Sunspot/rails configuration for multi-core (for different language docs) Solr 5 in one environment

Question

I create two cores for English and Japanese docs by Solr 5.1, and am wondering how to set up Sunspot/Rails to choose a core depending on locale selection from my rails app.

The default sunspot.yml shows a setting of one core for each production, development, and test environment, but in my case, there are two cores in one environment.

Is it possible to handle multiple cores under one environment by Sunspot?

Using URL, I can query these cores by different languages as below, so still look for a configuration to select core by locale of an user.
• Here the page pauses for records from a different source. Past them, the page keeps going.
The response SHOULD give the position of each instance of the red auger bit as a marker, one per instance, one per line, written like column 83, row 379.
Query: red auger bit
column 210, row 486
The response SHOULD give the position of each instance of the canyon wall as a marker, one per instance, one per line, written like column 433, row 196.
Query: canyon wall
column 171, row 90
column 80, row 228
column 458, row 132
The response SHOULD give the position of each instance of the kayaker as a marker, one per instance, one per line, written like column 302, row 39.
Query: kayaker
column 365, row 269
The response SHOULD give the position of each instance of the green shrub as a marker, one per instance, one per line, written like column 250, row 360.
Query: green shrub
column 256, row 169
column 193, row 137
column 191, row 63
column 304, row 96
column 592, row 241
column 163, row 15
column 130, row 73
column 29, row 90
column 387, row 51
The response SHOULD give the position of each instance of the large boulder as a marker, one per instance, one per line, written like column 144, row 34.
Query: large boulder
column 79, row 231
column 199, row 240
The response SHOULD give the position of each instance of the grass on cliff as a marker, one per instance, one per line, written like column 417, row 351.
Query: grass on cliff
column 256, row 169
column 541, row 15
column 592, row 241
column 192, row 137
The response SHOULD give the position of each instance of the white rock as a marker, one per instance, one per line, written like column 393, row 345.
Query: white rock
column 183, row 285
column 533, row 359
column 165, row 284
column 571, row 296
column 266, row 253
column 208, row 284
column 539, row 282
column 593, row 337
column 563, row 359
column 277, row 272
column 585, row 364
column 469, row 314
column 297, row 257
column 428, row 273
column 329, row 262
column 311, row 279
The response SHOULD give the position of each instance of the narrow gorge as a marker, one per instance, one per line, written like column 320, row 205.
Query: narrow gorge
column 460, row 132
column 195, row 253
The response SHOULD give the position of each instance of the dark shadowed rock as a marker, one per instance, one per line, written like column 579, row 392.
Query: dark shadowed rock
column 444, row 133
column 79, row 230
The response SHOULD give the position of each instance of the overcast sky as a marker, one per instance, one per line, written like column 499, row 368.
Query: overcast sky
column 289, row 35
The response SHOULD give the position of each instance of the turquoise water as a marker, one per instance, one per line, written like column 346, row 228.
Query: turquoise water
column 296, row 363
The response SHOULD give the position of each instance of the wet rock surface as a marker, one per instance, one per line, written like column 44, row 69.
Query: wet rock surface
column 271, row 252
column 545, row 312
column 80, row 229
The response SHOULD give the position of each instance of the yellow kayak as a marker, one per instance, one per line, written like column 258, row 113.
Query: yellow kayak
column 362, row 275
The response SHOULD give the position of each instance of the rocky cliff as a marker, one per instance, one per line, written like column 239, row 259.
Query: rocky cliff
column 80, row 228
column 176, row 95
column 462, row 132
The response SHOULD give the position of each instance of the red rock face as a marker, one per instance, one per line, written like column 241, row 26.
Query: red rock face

server:port/solr/#/EN_core/query?q=text

server:port/solr/#/JP_core/query?q='テキスト'

makio · Accepted Answer

I figure out how to index multilingual documents in a single Solr instance and search the indexed documents by a specified language from sunspot/rails. This method uses different fields instead of cores for different languages, so it is not a direct answer to my question, but a working example to deal with multilingual documents by sunspot/solr/rails.

For example, index/search field is “description” of Entry model. Some entries have descriptions in English and the others have in Japanese. I use the language detection during the index of solr (https://cwiki.apache.org/confluence/display/solr/Detecting+Languages+During+Indexing) and copyField to deal with sunspot's behavior to add “_text” to the searchable fields.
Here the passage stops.